An unhappy triad injury is very common in sports like football, where the knees are highly susceptible to external injuries. This is a serious knee injury, which can be quite painful and make walking difficult. The individual may have to be confined to the bed till recovery.
A torn ligament in the knee could be one of the causes of knee pain. However, when three structures of the knee, ACL (anterior cruciate ligament), MCL (medial collateral ligament), and medial meniscus get affected by an external injury, the term coined for such a condition is unhappy triad injury.
Unhappy Triad Knee Injury
It is an aggregation of three types of knee injuries that are explained below. Since this injury involves a meniscus tear, an ACL tear, and an MCL tear, the name unhappy triad is given to it.

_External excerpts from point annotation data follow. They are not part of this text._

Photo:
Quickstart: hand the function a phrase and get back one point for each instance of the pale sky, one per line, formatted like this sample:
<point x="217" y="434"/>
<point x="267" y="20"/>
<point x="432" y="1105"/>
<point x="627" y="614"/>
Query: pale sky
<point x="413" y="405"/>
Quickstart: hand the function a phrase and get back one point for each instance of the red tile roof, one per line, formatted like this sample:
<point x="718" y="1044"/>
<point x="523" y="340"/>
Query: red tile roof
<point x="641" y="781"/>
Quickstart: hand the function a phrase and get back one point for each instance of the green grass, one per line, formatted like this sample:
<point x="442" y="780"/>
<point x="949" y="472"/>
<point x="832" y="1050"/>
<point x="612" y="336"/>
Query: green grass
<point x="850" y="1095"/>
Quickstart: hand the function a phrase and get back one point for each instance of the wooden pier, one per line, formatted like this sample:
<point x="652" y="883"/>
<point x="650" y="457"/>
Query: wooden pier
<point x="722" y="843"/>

ACL Tear: The anterior cruciate ligament tear is very painful and the most crucial of all knee injuries. This ligament helps in balancing of the legs. When there is an ACL tear, the person might experience a knee pain and inability to walk properly (occasionally buckling away).
Meniscus Tear: The meniscus tear involves tearing of the fibrocartilage in the knee joint, thereby reducing the resistance of the knees (since meniscus aids in cushioning the knee bone and reducing friction in bones). A medial meniscus tear can cause inflammation in the knee, triggering pain. Some popping sensations can also be felt in the knee.
MCL Tear: The unhappy triad is completed by the tear of the medial collateral ligament which runs along the inside of the knee. This ligament is responsible for providing stability to the knee joint. Symptoms of pain, decreased range of motion, and instability indicate an MCL tear.
The injury is an outcome of stressful and rigorous sports activities like football and rugby. When a blow is inflicted on the outside of the knee of an athlete (who is in stance position with feet on ground), chances of this injury are maximum. The ACL tear and meniscus tear can occur simultaneously during a plant and turn movement in a game, When the knee, after the first injury, continues to move along the same path, the ACL tears further causing the knee to shift. Consequently, the femur and tibia compress against the meniscus causing the soft fibrocartilage to tear. And an external blow on the same spot adds to the MCL tear.
Prominent symptoms felt post-injury are swelling in the knee with a bruise around it, severe pain, instability (this happens as tibia and femur slide against each other), and rupture in the triad ligaments.
The most painful part of this injury is the ACL tear. It can be treated only with surgery. A person having experienced this injury can take even months to recuperate completely. Reconstructing the ACL is the primary goal in the surgery, after which, the MCL tear and meniscus tear gradually start to heal. Recovery time can range between 6 – 9 months, depending on the seriousness of the injury. Post surgery, knee braces can be used for prophylactic reasons. Many athletes use knee braces for running. This reduces the probabilities of occurrence of this injury.